A frase do treinador da seleção romena de ginástica Nicolae Forminte escancara o sentimento no país considerado a
pátria da ginástica artística,
único a figurar no pódio olímpico ininterruptamente desde
1976 e o que mais conquistou
medalhas desde então (63).
Apesar de manterem vivo o
mito de Nadia Comaneci, primeira atleta a tirar 10 na história do esporte, os romenos têm
ciência de que não ostentam o
poderio financeiro dos EUA
nem a profusão de ginastas da
China. Mas estão convictos: são
os campeões da vontade.
"Garanto a você que ninguém quer mais do que a gente
ganhar o ouro em Pequim", diz
Adela Popa, ex-ginasta que há
14 anos treina a seleção juvenil.
A gana para defender na China o título por equipes e manter a série de pódios olímpicos
que dura desde Montréal-76
ajuda a aplacar os impactos da
transição por que passam tanto
a ginástica romena como o país.
Enquanto a nação corre para
se adaptar 100% às regras da
União Européia, à qual foi promovida em 2007, a ginástica se
desdobra para evitar perdas devido à globalização e à mudança
de mentalidade das ginastas.
"Antes, respirava-se ginástica 24 horas por dia. Agora não.
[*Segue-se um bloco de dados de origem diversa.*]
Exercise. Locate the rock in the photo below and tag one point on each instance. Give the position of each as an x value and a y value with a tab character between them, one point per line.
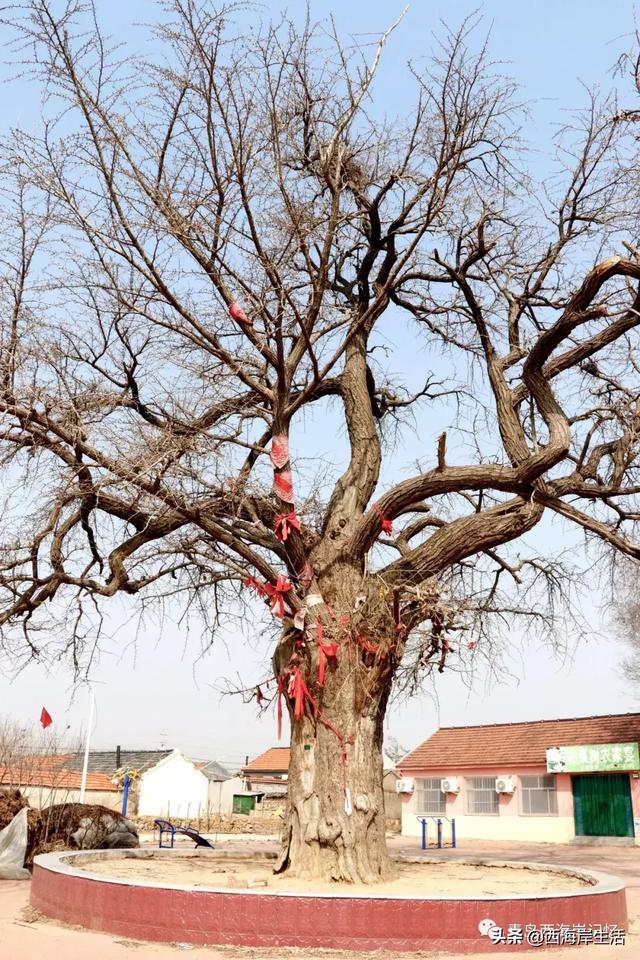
85	826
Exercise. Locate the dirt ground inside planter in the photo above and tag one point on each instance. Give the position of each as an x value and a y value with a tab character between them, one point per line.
413	879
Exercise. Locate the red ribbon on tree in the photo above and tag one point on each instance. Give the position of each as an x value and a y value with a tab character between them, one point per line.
237	313
325	650
285	523
385	523
260	588
283	486
279	450
45	718
291	684
277	594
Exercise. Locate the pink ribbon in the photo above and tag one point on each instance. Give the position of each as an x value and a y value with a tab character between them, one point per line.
325	650
237	313
279	451
285	523
385	523
277	594
283	486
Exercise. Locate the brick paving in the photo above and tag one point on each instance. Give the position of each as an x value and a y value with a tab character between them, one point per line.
24	937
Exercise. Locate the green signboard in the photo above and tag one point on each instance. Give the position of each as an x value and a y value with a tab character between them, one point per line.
593	757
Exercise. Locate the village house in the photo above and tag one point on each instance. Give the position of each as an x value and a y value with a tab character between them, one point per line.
268	774
163	782
56	778
549	780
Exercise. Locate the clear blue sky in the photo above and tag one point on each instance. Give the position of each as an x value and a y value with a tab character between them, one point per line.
153	691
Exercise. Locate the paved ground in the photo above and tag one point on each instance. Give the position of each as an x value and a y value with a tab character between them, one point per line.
25	937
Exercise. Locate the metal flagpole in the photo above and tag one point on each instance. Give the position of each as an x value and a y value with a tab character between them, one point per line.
85	765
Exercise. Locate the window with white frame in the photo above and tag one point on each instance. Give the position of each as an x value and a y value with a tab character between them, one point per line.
429	796
481	796
539	797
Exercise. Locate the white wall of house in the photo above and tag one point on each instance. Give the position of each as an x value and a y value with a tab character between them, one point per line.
175	787
221	794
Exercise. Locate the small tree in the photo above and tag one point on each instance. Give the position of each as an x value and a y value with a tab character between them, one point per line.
202	251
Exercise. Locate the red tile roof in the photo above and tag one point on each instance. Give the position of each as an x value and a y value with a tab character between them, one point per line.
54	779
273	760
522	744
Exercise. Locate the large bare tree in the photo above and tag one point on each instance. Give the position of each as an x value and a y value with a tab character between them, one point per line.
204	259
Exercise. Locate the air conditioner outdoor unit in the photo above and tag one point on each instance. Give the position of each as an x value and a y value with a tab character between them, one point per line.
450	785
505	785
404	785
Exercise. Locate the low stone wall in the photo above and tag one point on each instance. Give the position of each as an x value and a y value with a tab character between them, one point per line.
233	823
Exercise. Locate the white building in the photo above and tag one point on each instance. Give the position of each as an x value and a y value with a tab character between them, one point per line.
176	787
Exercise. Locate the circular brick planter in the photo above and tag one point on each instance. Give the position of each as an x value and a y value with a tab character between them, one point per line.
344	921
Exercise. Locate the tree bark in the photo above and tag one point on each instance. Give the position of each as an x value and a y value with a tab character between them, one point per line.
335	821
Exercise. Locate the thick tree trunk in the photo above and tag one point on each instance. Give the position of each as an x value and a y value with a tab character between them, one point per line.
335	822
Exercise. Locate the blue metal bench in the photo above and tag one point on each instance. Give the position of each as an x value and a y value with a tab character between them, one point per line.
438	821
165	826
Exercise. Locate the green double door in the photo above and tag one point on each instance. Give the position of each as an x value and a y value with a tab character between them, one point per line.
602	805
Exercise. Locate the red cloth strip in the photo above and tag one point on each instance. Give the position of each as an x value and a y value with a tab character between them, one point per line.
237	313
385	523
277	593
285	523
Além de a criança não ter só a
ginástica como opção, para piorar, dependendo da idade, os
pais têm que pagar para que o
filho faça o esporte, o que não é
possível para muitas famílias",
diz o treinador Cotutiu Florin.
As maiores perdas se devem
à queda do regime ditatorial de
Nicolae Ceausescu, que ruiu
em 1989. Desde então, a ginástica deixou de ser obrigatória
na escola. Hoje paga-se de 30
a 80 por mês para praticá-la.
"Sem a ginástica na escola,
perdemos muito. Mas, devido à
tradição e aos bons treinadores, que trabalham bem a base,
conseguimos manter o alto nível das seleções", diz Alexandru Epuran, diretor esportivo
do Comitê Olímpico Romeno e
chefe da missão em Pequim.
Ele afirma que a ginástica é o
carro-chefe dos esportes olímpicos do país, apesar de o futebol dominar a preferência.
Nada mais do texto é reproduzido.